The People's Pension - How the Scheme Works

How the scheme works - three simple steps

1. Contribute to your Retirement Savings

You contribute to your retirement savings each payday and in most cases so does Amey. Your contributions are normally deducted from your payslip using salary sacrifice, also known as salary exchange or SMART Pensions, which is a cost-effective way of making pension contributions. Those contributions normally attract Income Tax relief, but National Insurance would normally apply. Under SMART Pensions, instead of deducting a member pension contribution from your pay after National Insurance has been applied, you agree to a reduction in your gross pay with a corresponding increase in the pension contribution from Amey. The equivalent value of your member contribution plus Amey’s usual company contribution is paid into your retirement savings account as a single sum of money each pay period. By contributing in this way you don’t pay National Insurance on what would have been your pension contribution.

Note that we will not use SMART pensions if this means your pay falling below the National Living Wage or National Minimum Wage.

2. Invest your Retirement Savings

The People’s Pension will pay your savings into an individual member account for you.  The money will be automatically invested in their default investment fund selection. You may select an alternative investment choice by logging into your People’s Pension account or contacting People’s Pension. You should regularly review your investment choice to make sure it is right for you.
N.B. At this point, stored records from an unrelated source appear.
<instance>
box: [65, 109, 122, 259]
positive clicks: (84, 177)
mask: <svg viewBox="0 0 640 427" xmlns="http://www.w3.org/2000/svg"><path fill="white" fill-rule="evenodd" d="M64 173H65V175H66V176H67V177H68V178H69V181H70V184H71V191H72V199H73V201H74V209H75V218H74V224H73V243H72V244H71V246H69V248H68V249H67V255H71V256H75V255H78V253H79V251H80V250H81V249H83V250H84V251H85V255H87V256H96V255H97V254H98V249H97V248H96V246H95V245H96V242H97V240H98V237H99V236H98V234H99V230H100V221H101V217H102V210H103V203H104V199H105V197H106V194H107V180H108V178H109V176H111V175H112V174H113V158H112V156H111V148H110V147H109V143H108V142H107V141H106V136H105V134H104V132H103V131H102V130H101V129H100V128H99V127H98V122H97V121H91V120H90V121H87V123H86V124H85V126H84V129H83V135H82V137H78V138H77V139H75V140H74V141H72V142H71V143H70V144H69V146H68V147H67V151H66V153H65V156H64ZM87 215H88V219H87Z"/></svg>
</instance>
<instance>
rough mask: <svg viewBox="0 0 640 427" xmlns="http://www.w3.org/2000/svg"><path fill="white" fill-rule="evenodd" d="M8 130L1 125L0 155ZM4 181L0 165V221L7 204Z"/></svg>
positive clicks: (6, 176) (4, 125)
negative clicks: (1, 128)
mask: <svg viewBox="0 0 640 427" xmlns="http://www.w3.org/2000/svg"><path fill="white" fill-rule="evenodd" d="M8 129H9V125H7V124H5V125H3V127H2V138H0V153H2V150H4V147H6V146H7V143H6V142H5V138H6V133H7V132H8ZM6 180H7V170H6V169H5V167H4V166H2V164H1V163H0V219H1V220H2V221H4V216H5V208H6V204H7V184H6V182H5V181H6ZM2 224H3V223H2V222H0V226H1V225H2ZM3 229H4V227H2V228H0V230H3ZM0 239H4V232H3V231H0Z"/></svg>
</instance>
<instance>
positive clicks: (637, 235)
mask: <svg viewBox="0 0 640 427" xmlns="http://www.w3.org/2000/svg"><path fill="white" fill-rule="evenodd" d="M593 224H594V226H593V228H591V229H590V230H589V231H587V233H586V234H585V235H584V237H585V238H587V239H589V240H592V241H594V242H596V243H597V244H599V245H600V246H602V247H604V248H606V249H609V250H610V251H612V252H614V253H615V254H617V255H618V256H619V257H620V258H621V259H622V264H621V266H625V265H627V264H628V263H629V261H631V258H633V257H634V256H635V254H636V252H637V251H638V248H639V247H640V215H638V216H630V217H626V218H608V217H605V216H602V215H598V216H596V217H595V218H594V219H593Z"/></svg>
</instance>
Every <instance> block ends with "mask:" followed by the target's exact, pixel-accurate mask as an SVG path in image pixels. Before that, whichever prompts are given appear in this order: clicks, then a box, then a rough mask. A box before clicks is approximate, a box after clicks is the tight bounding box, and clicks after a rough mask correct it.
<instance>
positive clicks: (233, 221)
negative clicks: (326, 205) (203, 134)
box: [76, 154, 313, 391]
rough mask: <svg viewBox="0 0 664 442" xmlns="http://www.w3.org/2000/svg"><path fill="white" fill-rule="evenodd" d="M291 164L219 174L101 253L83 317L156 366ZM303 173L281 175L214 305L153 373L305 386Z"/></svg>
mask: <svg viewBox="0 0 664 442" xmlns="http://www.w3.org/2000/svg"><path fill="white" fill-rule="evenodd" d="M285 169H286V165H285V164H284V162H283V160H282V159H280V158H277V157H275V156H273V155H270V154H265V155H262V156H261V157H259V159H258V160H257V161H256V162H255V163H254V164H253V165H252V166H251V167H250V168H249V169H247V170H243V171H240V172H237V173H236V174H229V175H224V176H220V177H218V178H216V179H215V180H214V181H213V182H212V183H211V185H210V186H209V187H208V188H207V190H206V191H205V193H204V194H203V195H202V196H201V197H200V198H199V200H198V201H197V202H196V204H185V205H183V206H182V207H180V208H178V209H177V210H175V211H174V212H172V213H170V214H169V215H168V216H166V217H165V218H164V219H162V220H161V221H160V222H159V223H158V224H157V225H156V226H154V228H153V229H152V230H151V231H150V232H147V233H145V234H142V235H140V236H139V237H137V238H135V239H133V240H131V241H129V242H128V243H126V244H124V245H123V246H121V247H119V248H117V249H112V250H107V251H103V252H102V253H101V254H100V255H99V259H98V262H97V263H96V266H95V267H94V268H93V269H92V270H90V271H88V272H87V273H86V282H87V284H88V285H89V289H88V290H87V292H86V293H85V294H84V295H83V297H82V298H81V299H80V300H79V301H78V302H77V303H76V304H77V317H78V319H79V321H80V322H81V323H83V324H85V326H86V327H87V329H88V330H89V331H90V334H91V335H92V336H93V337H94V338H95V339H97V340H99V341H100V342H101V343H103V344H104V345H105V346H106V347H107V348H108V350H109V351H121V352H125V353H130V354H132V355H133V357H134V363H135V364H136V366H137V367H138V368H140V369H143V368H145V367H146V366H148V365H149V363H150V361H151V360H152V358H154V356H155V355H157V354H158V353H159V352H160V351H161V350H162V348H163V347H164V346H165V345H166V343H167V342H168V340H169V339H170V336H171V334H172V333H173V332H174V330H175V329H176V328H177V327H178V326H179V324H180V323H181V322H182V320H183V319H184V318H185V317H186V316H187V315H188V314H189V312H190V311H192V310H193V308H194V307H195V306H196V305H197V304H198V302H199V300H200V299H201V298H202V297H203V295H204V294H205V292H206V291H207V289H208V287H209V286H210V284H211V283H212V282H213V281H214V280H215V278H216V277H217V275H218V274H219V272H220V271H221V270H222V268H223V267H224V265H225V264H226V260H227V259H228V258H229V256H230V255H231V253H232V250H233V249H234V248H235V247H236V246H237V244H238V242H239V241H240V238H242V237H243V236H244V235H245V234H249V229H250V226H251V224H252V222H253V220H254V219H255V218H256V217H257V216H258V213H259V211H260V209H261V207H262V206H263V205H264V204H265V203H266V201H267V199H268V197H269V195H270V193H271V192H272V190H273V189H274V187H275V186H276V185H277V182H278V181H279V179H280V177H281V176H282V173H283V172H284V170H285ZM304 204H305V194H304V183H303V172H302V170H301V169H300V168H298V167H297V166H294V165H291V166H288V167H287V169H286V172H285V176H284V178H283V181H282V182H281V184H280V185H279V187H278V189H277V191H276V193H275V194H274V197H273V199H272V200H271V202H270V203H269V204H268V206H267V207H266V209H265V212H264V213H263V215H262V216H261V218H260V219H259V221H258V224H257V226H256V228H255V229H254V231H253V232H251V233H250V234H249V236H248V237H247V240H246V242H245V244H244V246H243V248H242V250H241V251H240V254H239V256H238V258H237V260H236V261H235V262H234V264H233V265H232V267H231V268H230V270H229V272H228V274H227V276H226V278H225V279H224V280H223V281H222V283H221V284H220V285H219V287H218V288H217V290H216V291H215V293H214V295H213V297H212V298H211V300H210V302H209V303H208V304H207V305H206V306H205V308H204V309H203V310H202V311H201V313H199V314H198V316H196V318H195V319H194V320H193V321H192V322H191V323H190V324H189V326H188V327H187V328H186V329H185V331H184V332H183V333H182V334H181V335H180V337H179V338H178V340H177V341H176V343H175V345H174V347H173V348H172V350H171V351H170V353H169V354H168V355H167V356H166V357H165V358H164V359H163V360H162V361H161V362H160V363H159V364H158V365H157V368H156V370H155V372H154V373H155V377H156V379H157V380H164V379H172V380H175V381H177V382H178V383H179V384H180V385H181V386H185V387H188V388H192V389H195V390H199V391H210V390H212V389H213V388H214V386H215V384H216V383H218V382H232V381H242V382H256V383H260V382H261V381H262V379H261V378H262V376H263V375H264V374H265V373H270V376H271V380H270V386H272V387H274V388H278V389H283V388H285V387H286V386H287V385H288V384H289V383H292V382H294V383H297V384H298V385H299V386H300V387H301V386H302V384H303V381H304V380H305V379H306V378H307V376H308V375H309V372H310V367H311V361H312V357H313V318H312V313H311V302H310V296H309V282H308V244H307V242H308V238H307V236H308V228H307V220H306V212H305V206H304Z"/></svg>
3. Draw your Retirement Savings

By default, People’s Pension sets your normal retirement age under the Scheme as equal to your State Pension Age. If you intend retiring earlier or later, you should inform People’s Pension as soon as you can. You may withdraw some or all of your savings at any time from age 55 onwards, even if you continue to work for Amey or any other employer. The minimum pension age is due to rise to 57 from April 2028. Under current legislation you can take part or all of your savings as a cash sum with up to 25% tax free and the remainder taxable at your marginal rate. Alternatively, you may use your savings to provide a regular income or purchase a guaranteed lifetime income from an insurance company (this is called an annuity). People's Pension will explain all your retirement benefit options and help you to make the right choice for you.

Opting Out

If you are automatically enrolled, but you do not want to save towards your retirement, you can choose to stop your contributions.

Opt out within one month of enrolment: if you have been automatically enrolled but do not wish to be in the scheme then provided you give an opt out instruction to People’s Pension within one month of the date on your welcome letter from them, People’s Pension will instruct People Services to refund any contributions deducted from your pay (you should note that Amey is not permitted to accept your direct instruction and so you must opt out by following the instructions contained in that welcome letter and/or using The People’s Pension website or telephone service).

Cease contributions after more than one month of pension scheme membership: You can stop saving towards your pension at any time by contacting People Services. Amey will also stop paying any corresponding Company contribution. The money already paid into your pension account will continue to be invested, as HM Revenue & Customs rules do not normally allow a refund of your contributions under such circumstances.

Pension Transfer

You can arrange to transfer your existing pension plans from previous employers to your People’s Pension retirement savings account by contacting The People’s Pension Scheme after you have received your member booklet, or via your People’s Pension online account. If you are in any doubt about whether transferring is right for you, you may wish to speak to a financial adviser first.  If you don’t have a financial adviser, you can find one at www.unbiased.co.uk.